Quinoa Chicken Enchilada Casserole

You know we like Mexican, Tex-Mex, and American-Mex over here at our house.  I am trying to mix things up a bit and try some new recipes, so this casserole with quinoa seemed like a perfect thing to try.  First, I had to explain to my boys what quinoa even was. Smile

For your knowledge, here is what About.com has to say about quinoa:

While quinoa is usually considered to be a whole grain, it is actually a seed, but can be prepared like whole grains such as rice or barley. Try a quinoa salad recipe, or serve a vegetable stir-fry over cooked quinoa instead of rice. Quinoa is my favorite whole grain for three reasons: First, it takes less time to cook than other whole grains – just 10 to 15 minutes. Second, quinoa tastes great on its own, unlike other grains such as millet or teff. Add a bit of olive oil, sea salt and lemon juice and – yum! Finally, of all the whole grains, quinoa has the highest protein content, so it’s perfect for vegetarians and vegans. Quinoa provides all 9 essential amino acids, making it a complete protein. Quinoa is a gluten-free and cholesterol-free whole grain, is kosher for Passover, and is almost always organic.

I have tried a couple new recipes with quinoa lately and I really like it.  I had to get used to the texture because it is not like anything I had eaten before, but the flavor is so bland that you can really add it to just about any meal.  So on with the recipe already.

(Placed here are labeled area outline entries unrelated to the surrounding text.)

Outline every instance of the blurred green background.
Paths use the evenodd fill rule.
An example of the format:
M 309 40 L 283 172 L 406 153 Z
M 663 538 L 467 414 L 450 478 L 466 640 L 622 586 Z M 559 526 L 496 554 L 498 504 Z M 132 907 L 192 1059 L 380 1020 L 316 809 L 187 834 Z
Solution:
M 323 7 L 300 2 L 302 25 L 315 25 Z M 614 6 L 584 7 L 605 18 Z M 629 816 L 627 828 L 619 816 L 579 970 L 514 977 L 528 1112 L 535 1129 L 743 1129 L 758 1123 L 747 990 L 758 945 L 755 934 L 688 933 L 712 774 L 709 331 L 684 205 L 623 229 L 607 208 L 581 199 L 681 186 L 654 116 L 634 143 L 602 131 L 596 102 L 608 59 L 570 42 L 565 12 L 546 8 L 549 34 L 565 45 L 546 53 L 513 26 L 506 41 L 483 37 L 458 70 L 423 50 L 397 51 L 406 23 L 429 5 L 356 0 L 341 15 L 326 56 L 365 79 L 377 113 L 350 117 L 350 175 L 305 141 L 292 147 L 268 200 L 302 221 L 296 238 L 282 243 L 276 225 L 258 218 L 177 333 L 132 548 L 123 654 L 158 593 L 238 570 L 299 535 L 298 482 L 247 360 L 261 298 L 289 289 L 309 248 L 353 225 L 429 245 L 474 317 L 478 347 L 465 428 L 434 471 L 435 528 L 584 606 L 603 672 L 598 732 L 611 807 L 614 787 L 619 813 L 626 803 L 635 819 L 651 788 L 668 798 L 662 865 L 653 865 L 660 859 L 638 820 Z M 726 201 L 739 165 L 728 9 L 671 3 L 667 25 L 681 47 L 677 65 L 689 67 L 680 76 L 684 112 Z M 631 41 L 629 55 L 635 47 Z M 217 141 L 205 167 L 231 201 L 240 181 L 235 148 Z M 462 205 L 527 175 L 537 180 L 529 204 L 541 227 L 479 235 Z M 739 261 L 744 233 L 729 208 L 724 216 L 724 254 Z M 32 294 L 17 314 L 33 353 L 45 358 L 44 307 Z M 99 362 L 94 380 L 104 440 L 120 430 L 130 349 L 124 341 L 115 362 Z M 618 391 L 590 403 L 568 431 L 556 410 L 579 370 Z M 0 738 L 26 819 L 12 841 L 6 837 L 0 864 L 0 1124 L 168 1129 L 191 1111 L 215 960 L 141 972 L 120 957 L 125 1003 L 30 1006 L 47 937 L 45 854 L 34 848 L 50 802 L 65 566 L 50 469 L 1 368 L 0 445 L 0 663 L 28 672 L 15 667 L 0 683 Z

Smile

Ingredients

  • 2 Tbl olive oilIMG_0178
  • 1 small onion, finely chopped
  • 2.5 cups cooked quinoa
  • 1.5 cups cooked shredded chicken breast
  • 1 can (15 oz) black beans, rinsed and drained
  • 1 can (4.5 oz) chopped green chilies
  • 1 Tbl chili powder
  • 2 cups enchilada sauce (1 – 19 oz can)
  • .5 cup shredded mild cheddar cheese
  • 1 cup shredded pepper jack cheese
  •  

    Directions

    1. Heat oven to 350o and spray 8 inch square dish with cooking spray.
    2. Heat 2 quart pot over medium-high heat.  Add oil and onion and cook 5 minutes, or until the onion is clear and soft.

    IMG_0179

    3.   Reduce the heat to low.  And quinoa, black beans, green chilies, chili powder and the enchilada sauce.  Stir well and remove from the heat.

    IMG_0181

    4.  Stir in the cheddar cheese and transfer to the backing dish.  Top evenly with pepper jack cheese.

    IMG_0183

    5.  Bake for 5 – 10 minutes, then broil for 1 to 2 minutes until cheese is golden and bubbly.

    6.  Garnish with any of your favorite toppings like sour cream, cilantro, green onions or Mexican crumbling cheese.

    IMG_0189

    And just for fun, I had to share this with you all…

    As I was cooking, I was munching on cucumber, and as usual, sharing my fresh veggies with my4-legged side-kicks.  Harley was so funny about the cucumber.  Of course Willow chomped it right up, but Harley would take it ever so gently and walk around the corner.  After a minute or two she would come back begging for another piece.  When I went to check on her, this is what I found:

    IMG_0184

    That silly girl had ever so carefully taken all the seeds out of the cucumber and left it on the floor.  I mean come on…even I eat the cucumber seeds.  Such a silly dog!